彼はけして事務的に葬儀を執り行うのではなく、
出来る限りの礼を尽くし、敬意をもって死者を弔う。
(宗教に合わせての葬儀や数少ない資料から故人の歴史を振り返る贈る言葉を書いたり)
しかしこれはあくまでも仕事。効率が悪いことを理由にジョンは上司に解雇を言い渡され…。、


葬儀は亡くなった人のためではなく遺族のためのものとよく聞きますが(作品の中で登場人物の一人も言っていた)
でもやっぱり葬儀は死者のためのものであり、すべての死者に敬われて見送られる権利があるのではないか
孤独死したのは自業自得なのかもしれないけれど、その命で以って業を清算できるのではないかと、決して親子関係は良好とは言えなかった父を5年前に見送った私は思うのです。

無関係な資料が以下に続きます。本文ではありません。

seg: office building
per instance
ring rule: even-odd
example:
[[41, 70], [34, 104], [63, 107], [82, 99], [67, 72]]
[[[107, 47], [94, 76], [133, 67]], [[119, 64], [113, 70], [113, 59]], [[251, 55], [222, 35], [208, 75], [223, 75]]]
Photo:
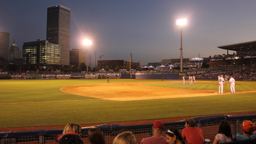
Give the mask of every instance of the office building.
[[[107, 65], [108, 66], [110, 69], [114, 70], [116, 67], [118, 66], [121, 69], [126, 69], [126, 66], [128, 65], [130, 67], [130, 61], [124, 60], [98, 60], [98, 67], [99, 69], [103, 69], [106, 68]], [[131, 68], [133, 69], [137, 69], [138, 67], [140, 66], [139, 62], [131, 62]]]
[[60, 64], [60, 47], [48, 41], [38, 39], [36, 42], [24, 43], [22, 59], [23, 64]]
[[7, 60], [9, 57], [10, 33], [0, 31], [0, 58]]
[[46, 40], [60, 46], [60, 64], [69, 65], [70, 9], [61, 5], [47, 7]]
[[72, 49], [69, 51], [69, 65], [81, 67], [81, 63], [86, 65], [86, 52], [79, 49]]
[[15, 43], [15, 39], [13, 39], [13, 43], [11, 46], [11, 48], [9, 51], [9, 61], [13, 62], [15, 59], [20, 59], [21, 52], [20, 49], [16, 45]]

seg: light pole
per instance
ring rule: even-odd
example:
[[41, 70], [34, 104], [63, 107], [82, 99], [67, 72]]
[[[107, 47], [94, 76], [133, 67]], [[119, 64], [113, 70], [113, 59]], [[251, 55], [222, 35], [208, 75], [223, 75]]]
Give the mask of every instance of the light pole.
[[186, 25], [187, 20], [180, 19], [176, 21], [176, 25], [180, 26], [180, 72], [182, 72], [183, 69], [183, 54], [182, 54], [182, 26]]
[[[83, 44], [85, 45], [92, 45], [92, 41], [88, 40], [87, 39], [84, 39], [83, 41]], [[88, 74], [88, 47], [86, 47], [86, 66], [87, 66], [87, 74]]]

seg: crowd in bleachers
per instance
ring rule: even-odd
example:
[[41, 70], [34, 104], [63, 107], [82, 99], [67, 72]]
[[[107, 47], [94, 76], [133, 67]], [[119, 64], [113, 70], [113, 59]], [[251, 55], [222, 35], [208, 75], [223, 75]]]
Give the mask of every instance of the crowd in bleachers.
[[[204, 139], [204, 134], [201, 129], [196, 126], [196, 123], [193, 118], [186, 119], [185, 128], [181, 133], [175, 127], [170, 127], [165, 132], [166, 137], [164, 137], [164, 124], [161, 121], [156, 121], [152, 127], [153, 135], [143, 138], [140, 144], [208, 144], [210, 140]], [[256, 131], [253, 132], [253, 128], [256, 127], [256, 122], [252, 123], [250, 121], [243, 122], [243, 133], [232, 134], [230, 125], [226, 120], [220, 123], [219, 131], [212, 142], [213, 144], [243, 141], [256, 139]], [[82, 137], [81, 127], [76, 123], [67, 124], [62, 133], [58, 135], [55, 142], [58, 144], [84, 143]], [[91, 144], [105, 144], [103, 133], [101, 130], [92, 127], [87, 132], [88, 140]], [[254, 142], [254, 141], [253, 141]], [[119, 131], [115, 138], [113, 144], [138, 144], [134, 134], [127, 129]]]
[[[222, 75], [223, 76], [233, 76], [235, 79], [249, 79], [256, 77], [256, 70], [254, 68], [250, 68], [246, 69], [246, 70], [238, 69], [236, 70], [232, 71], [227, 71], [221, 73], [215, 73], [215, 74], [210, 74], [203, 75], [202, 76], [197, 76], [197, 78], [218, 78], [218, 76], [220, 75]], [[242, 79], [241, 79], [242, 80]]]

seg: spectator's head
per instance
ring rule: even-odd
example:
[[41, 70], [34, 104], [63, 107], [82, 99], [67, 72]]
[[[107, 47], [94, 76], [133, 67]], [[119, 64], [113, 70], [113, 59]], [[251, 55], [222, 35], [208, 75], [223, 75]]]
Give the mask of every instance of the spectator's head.
[[164, 124], [161, 121], [156, 121], [154, 123], [153, 126], [154, 131], [161, 131], [164, 130]]
[[167, 142], [170, 144], [177, 143], [177, 140], [182, 141], [183, 138], [180, 132], [177, 128], [171, 127], [165, 132]]
[[219, 127], [219, 133], [223, 133], [227, 137], [232, 138], [231, 126], [228, 121], [226, 120], [220, 121], [220, 127]]
[[62, 134], [64, 134], [69, 132], [74, 132], [80, 137], [82, 136], [81, 126], [80, 126], [80, 125], [79, 125], [78, 124], [69, 123], [66, 126], [65, 129], [64, 129], [64, 131], [63, 131]]
[[185, 120], [186, 124], [185, 127], [188, 128], [189, 127], [194, 127], [196, 126], [196, 121], [193, 118], [187, 119]]
[[129, 131], [129, 130], [127, 129], [122, 129], [122, 130], [120, 130], [118, 134], [121, 133], [123, 132], [125, 132], [125, 131]]
[[105, 143], [102, 132], [97, 127], [93, 127], [88, 131], [88, 139], [92, 144]]
[[76, 133], [68, 132], [61, 137], [59, 144], [84, 144], [84, 142]]
[[246, 134], [251, 134], [253, 130], [253, 125], [252, 122], [250, 121], [244, 121], [243, 122], [243, 129], [244, 132]]
[[113, 144], [137, 144], [137, 141], [132, 132], [125, 131], [115, 138]]

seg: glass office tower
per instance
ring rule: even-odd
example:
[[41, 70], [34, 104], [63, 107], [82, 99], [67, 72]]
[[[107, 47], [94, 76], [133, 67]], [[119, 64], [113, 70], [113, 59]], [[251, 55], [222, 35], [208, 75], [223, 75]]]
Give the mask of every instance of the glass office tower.
[[60, 46], [60, 64], [69, 65], [70, 9], [61, 5], [47, 7], [46, 40]]

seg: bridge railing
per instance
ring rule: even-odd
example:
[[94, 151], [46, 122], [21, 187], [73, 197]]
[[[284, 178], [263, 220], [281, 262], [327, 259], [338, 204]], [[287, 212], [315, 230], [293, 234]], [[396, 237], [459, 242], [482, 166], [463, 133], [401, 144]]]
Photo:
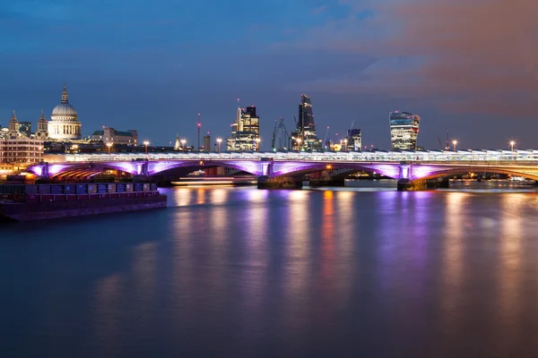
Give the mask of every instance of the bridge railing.
[[500, 163], [517, 162], [535, 163], [538, 161], [538, 150], [519, 151], [417, 151], [417, 152], [268, 152], [268, 153], [205, 153], [205, 152], [165, 152], [165, 153], [90, 153], [65, 154], [61, 156], [47, 155], [48, 162], [112, 162], [112, 161], [146, 161], [146, 160], [261, 160], [270, 158], [273, 160], [300, 161], [376, 161], [376, 162], [415, 162], [415, 163]]

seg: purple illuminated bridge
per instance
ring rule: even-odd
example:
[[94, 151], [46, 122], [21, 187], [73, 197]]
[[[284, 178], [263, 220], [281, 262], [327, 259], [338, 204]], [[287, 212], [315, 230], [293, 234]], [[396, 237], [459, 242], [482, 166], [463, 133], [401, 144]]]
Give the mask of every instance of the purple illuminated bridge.
[[332, 173], [356, 171], [375, 172], [400, 181], [413, 182], [454, 174], [477, 172], [497, 173], [538, 180], [537, 161], [360, 161], [309, 160], [272, 158], [210, 158], [161, 160], [69, 161], [40, 163], [30, 166], [27, 172], [40, 177], [91, 177], [106, 170], [119, 170], [131, 175], [154, 176], [167, 171], [182, 168], [187, 172], [224, 166], [244, 171], [258, 177], [295, 176], [329, 170]]

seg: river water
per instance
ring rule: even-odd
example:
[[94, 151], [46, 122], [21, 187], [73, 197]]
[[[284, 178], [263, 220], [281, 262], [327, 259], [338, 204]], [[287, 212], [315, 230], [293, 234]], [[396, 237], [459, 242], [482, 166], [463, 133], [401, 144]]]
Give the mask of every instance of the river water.
[[0, 355], [538, 356], [537, 192], [457, 185], [2, 226]]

作品はジョン・メイの規則正しい生活、粛々と行う弔いによって淡々と進められていきます。それがある日、この世の非情さを呪わずにはいられないくらいの悲しい出来事に見舞われます。

しかしラスト1分間に奇跡が起きます。この1分間のために私はここにいたのだなと救われた気分になりました。

久しぶりに心が洗われるような作品に出会えました。
世界を揺るがすような残酷な事件が起きている昨今、みんなに見て貰いたい。
「おみおくりの作法」は「生きるための作法」
一人一人が他人を敬う。当たり前のことで誰もが平和で幸せに暮らせる世界になれるのに。